Spark’s final component is its libraries, which build on its design as a unified engine to provide a unified API for common data analysis tasks. Spark supports both standard libraries that ship with the engine, and a wide array of external libraries published as third-party packages by the open source communities. Today, Spark’s standard libraries are actually the bulk of the open source project: the Spark core engine itself has changed little since it was first released, but the libraries have grown to provide more and more types of functionality. Spark includes libraries for SQL and structured data (Spark SQL), machine learning (MLlib), stream processing (Spark Streaming and the newer Structured Streaming), and graph analytics (GraphX). Beyond these libraries, there hundreds of open source external libraries ranging from connectors for various storage systems to machine learning algorithms.

Future of Spark

Spark has been around for a number of years at this point but continues to gain massive popularity.
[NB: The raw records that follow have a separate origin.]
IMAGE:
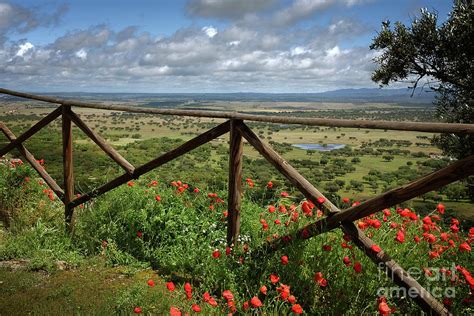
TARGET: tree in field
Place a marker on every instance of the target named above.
(442, 54)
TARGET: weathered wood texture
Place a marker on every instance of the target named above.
(31, 131)
(455, 171)
(394, 271)
(161, 160)
(68, 167)
(31, 159)
(389, 125)
(235, 184)
(308, 190)
(401, 277)
(109, 150)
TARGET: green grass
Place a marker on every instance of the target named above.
(177, 237)
(94, 289)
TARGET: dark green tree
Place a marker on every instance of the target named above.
(442, 54)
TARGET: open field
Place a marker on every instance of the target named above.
(128, 131)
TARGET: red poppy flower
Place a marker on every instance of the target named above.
(375, 248)
(433, 254)
(346, 261)
(400, 236)
(212, 302)
(188, 287)
(170, 286)
(358, 267)
(464, 247)
(384, 309)
(454, 228)
(327, 247)
(175, 311)
(440, 208)
(228, 295)
(297, 309)
(318, 277)
(376, 224)
(362, 225)
(255, 302)
(284, 291)
(274, 278)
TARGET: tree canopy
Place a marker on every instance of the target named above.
(442, 54)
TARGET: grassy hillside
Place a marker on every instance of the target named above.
(179, 230)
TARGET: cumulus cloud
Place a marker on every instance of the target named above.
(239, 56)
(19, 19)
(303, 9)
(210, 31)
(228, 9)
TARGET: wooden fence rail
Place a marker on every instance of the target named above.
(239, 131)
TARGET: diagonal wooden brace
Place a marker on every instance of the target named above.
(31, 159)
(109, 150)
(155, 163)
(33, 130)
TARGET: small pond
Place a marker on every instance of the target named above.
(319, 147)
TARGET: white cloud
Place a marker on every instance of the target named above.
(24, 48)
(299, 50)
(210, 31)
(333, 52)
(82, 54)
(230, 9)
(241, 55)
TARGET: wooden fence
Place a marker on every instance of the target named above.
(238, 131)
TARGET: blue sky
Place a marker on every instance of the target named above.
(194, 45)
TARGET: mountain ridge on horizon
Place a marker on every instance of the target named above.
(357, 95)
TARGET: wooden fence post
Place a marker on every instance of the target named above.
(68, 168)
(235, 183)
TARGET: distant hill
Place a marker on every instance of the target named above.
(363, 95)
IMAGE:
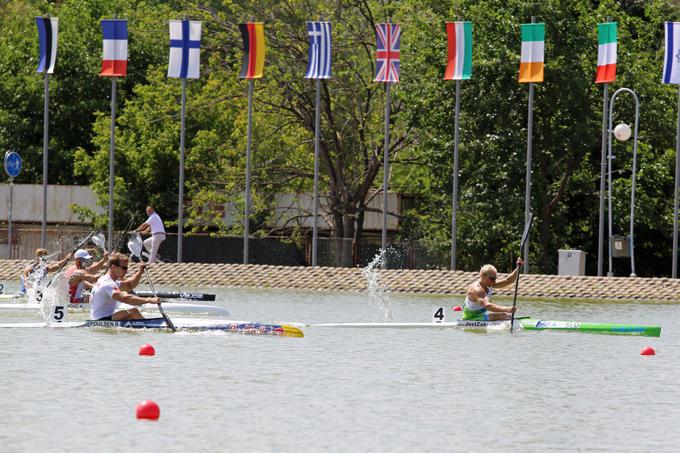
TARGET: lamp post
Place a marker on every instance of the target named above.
(622, 132)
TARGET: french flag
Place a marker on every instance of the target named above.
(114, 63)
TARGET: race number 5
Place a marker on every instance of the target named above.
(439, 315)
(58, 313)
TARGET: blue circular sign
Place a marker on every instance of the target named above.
(12, 163)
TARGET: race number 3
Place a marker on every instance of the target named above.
(439, 315)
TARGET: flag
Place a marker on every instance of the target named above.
(185, 48)
(319, 66)
(114, 63)
(47, 33)
(671, 59)
(459, 36)
(388, 37)
(533, 46)
(606, 52)
(253, 50)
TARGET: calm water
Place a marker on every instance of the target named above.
(344, 389)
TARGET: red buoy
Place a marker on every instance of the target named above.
(148, 410)
(648, 350)
(147, 349)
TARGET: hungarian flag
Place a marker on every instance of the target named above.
(459, 66)
(253, 50)
(47, 33)
(114, 63)
(388, 53)
(671, 58)
(185, 48)
(606, 52)
(533, 49)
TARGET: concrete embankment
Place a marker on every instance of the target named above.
(436, 282)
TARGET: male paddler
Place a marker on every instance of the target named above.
(111, 288)
(478, 305)
(82, 274)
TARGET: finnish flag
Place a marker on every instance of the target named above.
(185, 47)
(671, 59)
(319, 66)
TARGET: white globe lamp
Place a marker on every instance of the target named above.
(622, 132)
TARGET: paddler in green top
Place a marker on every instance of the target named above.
(478, 305)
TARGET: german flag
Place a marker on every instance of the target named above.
(253, 50)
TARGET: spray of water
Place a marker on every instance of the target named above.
(377, 292)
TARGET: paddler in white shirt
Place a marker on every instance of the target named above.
(153, 226)
(478, 305)
(82, 274)
(111, 288)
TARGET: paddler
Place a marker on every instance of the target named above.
(111, 288)
(39, 268)
(82, 274)
(478, 305)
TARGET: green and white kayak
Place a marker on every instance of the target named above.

Many new projects within the Spark ecosystem continue to push the boundaries of what’s possible with the system. For instance a streaming engine (Structured Streaming) was built and introduced into Spark in 2017 and 2017. This technology is a huge apart of companies solving massive scale data challenges, from technology companies like Uber and Netflix leveraging Spark’s streaming engines and machine learning tools to institutions like the Broad Institute of MIT and Harvard leveraging Spark for genetic data analysis. Spark will continue to be a cornerstone of companies doing big data analysis for the foreseeable future, especially since Spark is still in its infancy. Any data scientist or data engineer that needs to solve big data problems needs a copy of Spark on their machine and a copy of this book on their bookshelf.